Find T(t), N(t) and B(t) for given vector function, r(t)=<3sint,4t,3cost>

We can start by finding the first derivative:

r'(t) = <3cost, 4, -3sint>

Now we normalize r'(t) to find T(t):

||r'(t)|| = √(3cos²(t) + 16 + 9sin²(t))

T(t) = r'(t) / ||r'(t)|| = <3cos(t)/√(3cos²(t) + 16 + 9sin²(t)), 4 / √(3cos²(t) + 16 + 9sin²(t)), -3sin(t)/√(3cos²(t) + 16 + 9sin²(t))>

Next, we take the derivative of T(t) to find N(t):

T'(t) = <-3sin(t)(9sin²(t)-3cos²(t)-16)/[3cos²(t)+16+9sin²(t)]^(3/2), 0, -3cos(t)(9sin²(t)-3cos²(t)-16)/[3cos²(t)+16+9sin²(t)]^(3/2)>

||T'(t)|| = 3[9sin⁴(t)-18sin²(t)cos²(t)-9cos⁴(t)-32sin²(t)-16cos⁻(t)+256]^(1/2) / [3cos²(t)+16+9sin²(t)]^(3/2)

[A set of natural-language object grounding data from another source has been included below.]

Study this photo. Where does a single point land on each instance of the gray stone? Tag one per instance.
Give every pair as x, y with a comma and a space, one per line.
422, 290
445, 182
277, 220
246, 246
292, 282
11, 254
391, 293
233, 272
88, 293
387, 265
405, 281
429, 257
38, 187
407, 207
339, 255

N(t) = T'(t) / ||T'(t)|| = <-sin(t)(9sin²(t)-3cos²(t)-16)/[9sin⁴(t)-18sin²(t)cos²(t)-9cos⁴(t)-32sin²(t)-16cos⁻(t)+256]^(1/2), 0, cos(t)(9sin²(t)-3cos²(t)-16)/[9sin⁴(t)-18sin²(t)cos²(t)-9cos⁴(t)-32sin²(t)-16cos⁻(t)+256]^(1/2)>

Finally, we obtain B(t) by taking the cross product of T(t) and N(t):

B(t) = T(t) x N(t) = <4cos(t), 3sin(t), 0> / [3cos²(t)+16+9sin²(t)]^(1/2)

isnt |r'(t)|=5?

You are correct, I apologize for the mistake.

||r'(t)|| = √(3²cos²(t) + 4² + 3²sin²(t)) = 5

Therefore, we can simplify the expressions for T(t), N(t), and B(t):

T(t) = r'(t) / ||r'(t)|| = <3cos(t)/5, 4/5, -3sin(t)/5>
N(t) = T'(t) / ||T'(t)|| = <-sin(t), 0, -cos(t)>
B(t) = T(t) x N(t) = <-(3/5)sin(t), 0, -(3/5)cos(t)>

Can you simplify T(t) or is it already simplified?

T(t) is already simplified.

is |T'(t)|=3/5?

No, ||T'(t)|| is not equal to 3/5.

We can calculate ||T'(t)|| as follows:

||T'(t)|| = √((-3sin(t)(9sin²(t)-3cos²(t)-16))^2 + (-3cos(t)(9sin²(t)-3cos²(t)-16))^2) / (3cos²(t) + 16 + 9sin²(t))^(3/2)

Simplifying this expression results in:

||T'(t)|| = 3[9sin^4(t) + 18sin^2(t)cos^2(t) + 9cos^4(t) + 32sin^2(t) + 16cos(t) + 256]^(1/2) / [3cos^2(t) + 16 + 9sin^2(t)]^(3/2)

Therefore, ||T'(t)|| is a function of both sin(t) and cos(t) and it is not a constant value.